Même inquiétude du côté de la CLCV. Son responsable juridique, David Rodrigues, considère que les propriétaires disposent déjà de moyens légaux pour vérifier la situation d’un candidat, notamment grâce aux quittances de loyer ou à l’attestation du précédent bailleur.

L’association redoute surtout qu’un simple retard de paiement soit assimilé à un comportement frauduleux. Un locataire peut en effet traverser une période financière difficile sans pour autant être un mauvais payeur récidiviste.

« Pourquoi pas un fichier des mauvais bailleurs ? »

La CLCV pose également la question de la réciprocité. Si les locataires devaient pouvoir être signalés en cas d’impayés, pourquoi ne pas créer également un fichier recensant les propriétaires qui ne respectent pas leurs obligations ?

David Rodrigues évoque notamment les bailleurs qui tardent à restituer les dépôts de garantie, qui ne réalisent pas certains travaux nécessaires ou qui pratiquent des loyers ne respectant pas les règles applicables.

Cette question met en lumière l’une des principales critiques adressées au projet : le risque de créer un rapport de force encore plus déséquilibré entre propriétaires et locataires, dans un marché où la demande de logements dépasse déjà largement l’offre dans de nombreuses zones.

Les professionnels de l’immobilier favorables au principe

Les propriétaires et les professionnels de l’immobilier ne partagent toutefois pas tous ces inquiétudes.

Loïc Cantin, président de la FNAIM, estime notamment que les documents actuellement demandés aux candidats ne permettent pas toujours de vérifier efficacement leur solvabilité. Il souligne le problème des faux documents et considère qu’une quittance fournie par un précédent bailleur n’est pas nécessairement suffisante pour sécuriser une location.

L’objectif serait donc, selon les défenseurs du dispositif, de mieux distinguer le locataire confronté à une difficulté ponctuelle de celui qui accumulerait volontairement les impayés.

Un projet qui soulève déjà des questions juridiques

La création d’un tel fichier poserait cependant de nombreuses questions : quelles dettes seraient enregistrées ? Pendant combien de temps ? Qui pourrait consulter les informations ? Comment éviter qu’une personne ayant régularisé sa situation soit durablement pénalisée ?

Ces interrogations sont d’autant plus sensibles que les règles actuelles encadrent strictement les documents qu’un propriétaire peut demander à un candidat. La CNIL rappelle notamment qu’un bailleur ne peut pas demander un extrait de casier judiciaire dans le cadre d’un dossier de location classique.

Le principe même d’un fichier recensant les dettes locatives devrait donc être soumis à un encadrement juridique particulièrement strict, notamment concernant la protection des données personnelles et la durée de conservation des informations.

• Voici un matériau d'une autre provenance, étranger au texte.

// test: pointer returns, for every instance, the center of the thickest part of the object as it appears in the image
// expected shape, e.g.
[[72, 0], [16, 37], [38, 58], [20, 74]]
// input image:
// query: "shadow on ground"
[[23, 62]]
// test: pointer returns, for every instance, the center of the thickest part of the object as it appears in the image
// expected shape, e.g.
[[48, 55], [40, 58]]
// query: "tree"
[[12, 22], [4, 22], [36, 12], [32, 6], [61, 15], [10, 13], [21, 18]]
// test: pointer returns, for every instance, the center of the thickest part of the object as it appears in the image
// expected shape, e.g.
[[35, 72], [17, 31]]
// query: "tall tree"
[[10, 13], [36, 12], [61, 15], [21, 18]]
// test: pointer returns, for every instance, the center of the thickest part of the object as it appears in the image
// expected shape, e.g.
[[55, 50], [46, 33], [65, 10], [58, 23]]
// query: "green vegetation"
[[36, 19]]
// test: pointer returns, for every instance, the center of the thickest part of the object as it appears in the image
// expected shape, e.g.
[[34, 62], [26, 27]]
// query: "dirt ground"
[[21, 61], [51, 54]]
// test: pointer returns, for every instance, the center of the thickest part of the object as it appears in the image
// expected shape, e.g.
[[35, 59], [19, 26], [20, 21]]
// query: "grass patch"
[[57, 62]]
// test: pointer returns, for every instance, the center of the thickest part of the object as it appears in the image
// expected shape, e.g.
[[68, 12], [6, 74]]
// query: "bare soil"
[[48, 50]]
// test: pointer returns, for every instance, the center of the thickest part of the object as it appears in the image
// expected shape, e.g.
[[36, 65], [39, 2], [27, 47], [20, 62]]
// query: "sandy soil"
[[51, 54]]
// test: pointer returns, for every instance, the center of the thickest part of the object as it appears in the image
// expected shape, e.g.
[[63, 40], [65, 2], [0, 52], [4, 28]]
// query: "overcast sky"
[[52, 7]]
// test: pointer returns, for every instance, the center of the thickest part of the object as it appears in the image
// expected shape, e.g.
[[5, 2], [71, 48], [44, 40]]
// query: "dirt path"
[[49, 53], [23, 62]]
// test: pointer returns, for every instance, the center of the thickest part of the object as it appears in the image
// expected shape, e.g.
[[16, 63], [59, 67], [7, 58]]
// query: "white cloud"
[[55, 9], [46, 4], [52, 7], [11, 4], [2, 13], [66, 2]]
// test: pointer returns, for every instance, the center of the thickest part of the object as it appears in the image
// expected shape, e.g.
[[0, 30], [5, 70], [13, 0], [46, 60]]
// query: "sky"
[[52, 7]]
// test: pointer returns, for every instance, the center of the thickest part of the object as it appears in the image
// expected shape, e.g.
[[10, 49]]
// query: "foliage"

Une idée loin de faire l’unanimité

Ce n’est d’ailleurs pas la première fois que la création d’un fichier des mauvais payeurs est évoquée. Une proposition similaire avait déjà suscité une importante controverse en 2020. L’idée avait également été évoquée pendant la campagne présidentielle de 2022, sans finalement aboutir.

Pour Vincent Jeanbrun, le débat mérite néanmoins d’être relancé dans un contexte de crise du logement et de difficultés rencontrées par certains propriétaires.

Mais entre la volonté de sécuriser les bailleurs et la crainte de stigmatiser les locataires fragiles, le sujet promet déjà de devenir particulièrement sensible.

Pour l’heure, aucune « liste noire » des locataires n’a donc été créée. Le ministre a surtout lancé une piste de réflexion qui devra, si elle devait un jour être transformée en véritable dispositif, surmonter de nombreux obstacles juridiques, politiques et sociaux.